APPROPRIATENESS OF THE PERFORMANCE MEASURES

As part of this engagement, we evaluated the appropriateness of each of the performance measures with respect to GPRA compliance and SSA’s APP. We determined whether the specific indicators and goals corresponded to the strategic goals identified in SSA’s APP, determined whether each of these indicators accurately measure performance, and determined their compliance with GPRA requirements.

Performance Measure #11 aligns logically with the SSA Strategic Plan but still needs improvement.

The relationship between PM #11 and the applicable SSA Strategic Goal is depicted in the following figure:

SSA Strategic Goal Diagram

The SSA mission is supported by five strategic goals, including Goal 5, "To strengthen public understanding of Social Security programs." Goal 5, in turn, is supported by the single strategic objective, "By 2005, nine out of ten Americans will be knowledgeable about the Social Security programs in five important areas." PM #11 characterizes the public’s level of knowledge about SSA programs. Assuming that the metric has strong performance measurement attributes, the diagram indicates that PM #11 logically aligns with SSA’s strategic planning process.

Based on the taxonomy of performance measures included in Appendix F, PM #11 is a measure of accomplishment because it reports on a result (public awareness) achieved with SSA resources. It is further categorized as an outcome measure because it indicates the accomplishments or results (level of public awareness) that occur because of the services (public relations) provided. Furthermore, this measure of public awareness is similar to a measure of "public perceptions." As shown in Appendix F, measures of public perceptions are considered as outcome measures.

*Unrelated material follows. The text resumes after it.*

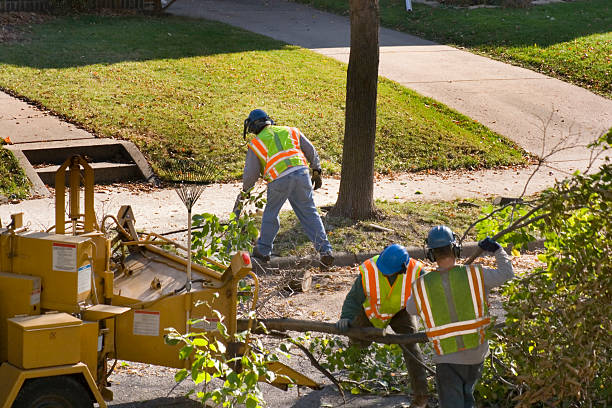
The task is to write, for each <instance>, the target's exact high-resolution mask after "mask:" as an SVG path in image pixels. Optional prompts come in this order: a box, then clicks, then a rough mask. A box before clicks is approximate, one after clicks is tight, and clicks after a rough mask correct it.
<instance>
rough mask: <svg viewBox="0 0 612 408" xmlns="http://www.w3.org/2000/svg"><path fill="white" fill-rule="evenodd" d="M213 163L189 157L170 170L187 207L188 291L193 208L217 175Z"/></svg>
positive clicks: (187, 271)
mask: <svg viewBox="0 0 612 408" xmlns="http://www.w3.org/2000/svg"><path fill="white" fill-rule="evenodd" d="M212 163H213V162H212V161H209V160H208V159H206V158H204V159H203V160H202V161H199V162H196V161H195V160H193V159H187V160H183V161H180V162H178V164H177V165H176V166H174V168H173V171H171V172H168V173H171V175H172V178H173V179H174V180H175V182H176V183H177V185H176V186H175V188H174V189H175V191H176V194H177V195H178V196H179V198H180V199H181V201H182V202H183V204H185V208H187V245H186V247H187V282H186V283H185V289H186V290H187V292H190V291H191V210H192V209H193V206H194V205H195V203H196V202H197V201H198V199H199V198H200V196H201V195H202V193H203V192H204V188H205V187H206V184H208V183H211V182H212V181H213V180H214V178H215V176H216V173H217V169H216V167H214V165H213V164H212ZM168 173H167V174H168Z"/></svg>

Within the framework of GPRA, Performance Measure #11 fits the intent of an outcome measure because it is "…a description of the intended result, effect, or consequence that will occur from carrying out a program or activity." The intent of this performance measurement is to gauge public awareness (i.e., the effect) for the activity of providing information to the public. A survey-based measurement of this type can be costly and takes time to implement. Nevertheless PM #11 is an appropriate and worthwhile GPRA performance indicator. It can be useful to both management and external stakeholders, as encouraged by OMB Circular A-11. However, there are a few inherent deficiencies in the current design of Performance Measure #11 that are worth noting:

Ideally, a performance metric should help the agency take action to affect the performance of the indicator being measured. In this case, the measurement system will not provide a clear indication of necessary action; this is because the analytical component of the public awareness survey is weak, since it utilizes simple statistical procedures. The performed analyses do not "read between the data lines." For the results to be more actionable, more advanced data analysis methodologies should be used to extract as much intelligence from the data as possible.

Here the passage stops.